Suboptimality deceptive alignment. In the paper, we defined suboptimality alignment as follows:
I now think we may have seriously understated the importance of this case (especially the “lack of information” part). In particular, I think suboptimality alignment may be one of the most difficult to root out ways in which you get deceptive alignment.[1]
Specifically, suppose you train a model and end up with a proxy pseudo-aligned mesa-optimizer. Furthermore, suppose that the reason that it isn’t deceptive is that it hasn’t yet figured out that deception is a good strategy.[2] If you then go to deploy such a model, doing so could be almost as (if not more) dangerous than deploying an already deceptive model, as it could turn deceptive on you at any point if it encounters the right information during deployment. Since this is a situation in which the only reason the model isn’t deceptive is due to a lack of information, I’ve taken to calling this situation suboptimality deceptive alignment (though I’m open to suggestions for less clunky names).
As I mentioned recently in this comment, I think that suboptimality deceptive alignment complicates a lot of stories for how we can correct issues in our AIs as they appear. First, even if you have the ability to detect and train away any deceptive cognition that appears during training, that’s still insufficient to rule out suboptimality deceptive alignment, as your model could still end up becoming deceptive later during deployment.[3] Second, it may be that the input which causes the model to become deceptive isn’t generated naturally, but rather adversarially (by some competitor AI, for example).

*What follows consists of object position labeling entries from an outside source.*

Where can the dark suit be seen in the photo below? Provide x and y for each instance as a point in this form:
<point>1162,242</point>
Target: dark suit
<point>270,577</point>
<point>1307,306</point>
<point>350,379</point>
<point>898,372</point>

If natural inputs are unlikely to produce deception but adversarial ones are, then this could create a situation in which the deception comes too late to properly deal with (namely, only after you’ve already filled the world with competing AIs).[4]
I discussed this possibility previously in the section on suboptimality alignment in “Relaxed adversarial training for inner alignment,” though I think it also deserves additional attention here.

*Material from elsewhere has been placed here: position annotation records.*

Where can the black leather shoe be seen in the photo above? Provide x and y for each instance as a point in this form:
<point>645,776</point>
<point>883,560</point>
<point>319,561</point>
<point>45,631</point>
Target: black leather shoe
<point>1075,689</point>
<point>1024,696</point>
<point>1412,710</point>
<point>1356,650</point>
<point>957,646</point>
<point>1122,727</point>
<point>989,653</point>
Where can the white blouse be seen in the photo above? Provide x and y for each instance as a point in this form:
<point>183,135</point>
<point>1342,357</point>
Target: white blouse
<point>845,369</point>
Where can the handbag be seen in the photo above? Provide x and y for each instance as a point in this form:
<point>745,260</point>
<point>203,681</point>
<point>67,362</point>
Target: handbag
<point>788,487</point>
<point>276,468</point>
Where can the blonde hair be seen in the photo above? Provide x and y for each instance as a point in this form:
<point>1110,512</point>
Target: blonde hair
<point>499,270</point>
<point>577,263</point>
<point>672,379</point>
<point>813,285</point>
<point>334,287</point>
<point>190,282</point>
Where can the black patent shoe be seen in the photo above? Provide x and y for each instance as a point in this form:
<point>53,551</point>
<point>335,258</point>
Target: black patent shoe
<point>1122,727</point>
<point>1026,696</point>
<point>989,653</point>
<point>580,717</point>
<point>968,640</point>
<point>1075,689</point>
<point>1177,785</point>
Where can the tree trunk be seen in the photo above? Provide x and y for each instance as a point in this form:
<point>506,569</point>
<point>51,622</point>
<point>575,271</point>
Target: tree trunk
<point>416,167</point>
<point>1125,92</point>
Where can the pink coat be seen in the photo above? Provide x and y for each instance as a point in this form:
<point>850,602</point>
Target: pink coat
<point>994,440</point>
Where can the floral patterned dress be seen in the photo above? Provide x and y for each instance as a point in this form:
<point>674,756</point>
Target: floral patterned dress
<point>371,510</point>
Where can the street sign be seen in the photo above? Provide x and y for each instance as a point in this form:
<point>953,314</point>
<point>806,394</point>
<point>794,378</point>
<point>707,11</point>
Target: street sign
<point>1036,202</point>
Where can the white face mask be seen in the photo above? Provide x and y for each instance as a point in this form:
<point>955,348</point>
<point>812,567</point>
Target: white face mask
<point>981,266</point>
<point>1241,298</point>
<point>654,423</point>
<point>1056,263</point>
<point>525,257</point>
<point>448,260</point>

As opposed to because it’s myopic (which solves this problem since a myopic model should never want to become deceptive) or some other reason that isn’t due to a lack of information.
Online learning complicates this story somewhat, though even in that case it seems likely that there will still be some point at which you’re relying on your model to generalize correctly in a situation where deception would be catastrophic (helping you build another AI, for example).
Unless you’re doing some sort of relaxed adversarial training to train away such adversarial inputs.